Luís Claudio Matos – Se olhar pelas fontes primárias, 40% da nossa matriz energética vem do petróleo, enquanto somente 12,5% vêm da geração hidráulica, de energia elétrica. Ela é a quarta maior fonte de energia do país. Se eu olhar somente pelo lado da energia elétrica, 70% da nossa produção de energia elétrica vêm das usinas hidrelétricas, 11,3% do gás natural, 7,6% vem de biomassa, 4,4% derivados de petróleo, 2,6% carvão, 2,4% nuclear e 1,1%, somente, de energia eólica.

RB: E por que demorou tanto para o país inserir outras fontes de energia no sistema, apesar do clima favorável para essas outras fontes?
LCM – Quando nós tivemos o apagão em 2001, a primeira coisa que foi questionada é por que o Brasil insistia tanto em energia hidráulica, que é suscetível às condições atmosféricas. Aí se questionou por que o Brasil não investia em fontes alternativas, como energia térmica. O Japão é praticamente predominantemente geração nuclear ou térmica através de petróleo. Boa parte da geração dos Estados Unidos também é térmica, outros países também, que não têm potencial hidráulico que nós temos, normalmente optam pela geração térmica. Embora a gente ache que o país seja propenso à energias alternativas, nós temos alguns gargalos. Um deles, por exemplo, é que a geração eólica, que é mais difundida hoje em dia, se restringe, praticamente, ao nordeste e ao sul, porque é onde temos uma quantidade de vento razoável para produzir energia elétrica com certa facilidade.

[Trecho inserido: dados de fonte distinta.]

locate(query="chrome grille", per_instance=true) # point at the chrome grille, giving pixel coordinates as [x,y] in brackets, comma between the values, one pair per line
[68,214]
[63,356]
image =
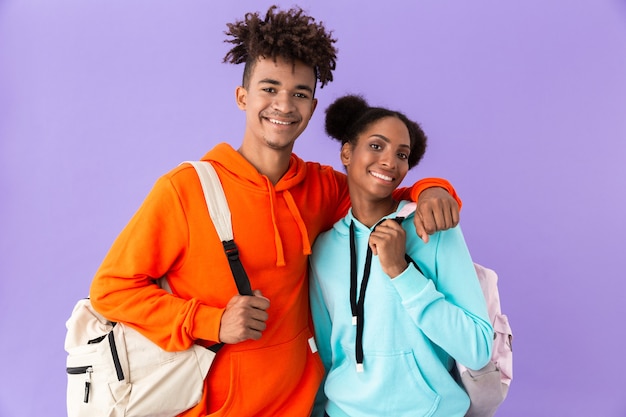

RB: É possível investir nessas fontes alternativas em curto espaço de tempo?
LCM – Sim. O país está investindo. Só para termos uma ideia, no ano passado, de 2012 para 2013, nós tivemos um crescimento na geração eólica de 30%, passando de 5 mil e 50 gigabytes hora em 2012 para 6 mil 579 gigabytes hora. Lembrando que o Brasil é o 7º maior país em fontes alternativas de energia, com uma capacidade de 30,6 gigawatts, com dados de 2010. O país está investindo pesadamente em energia eólica.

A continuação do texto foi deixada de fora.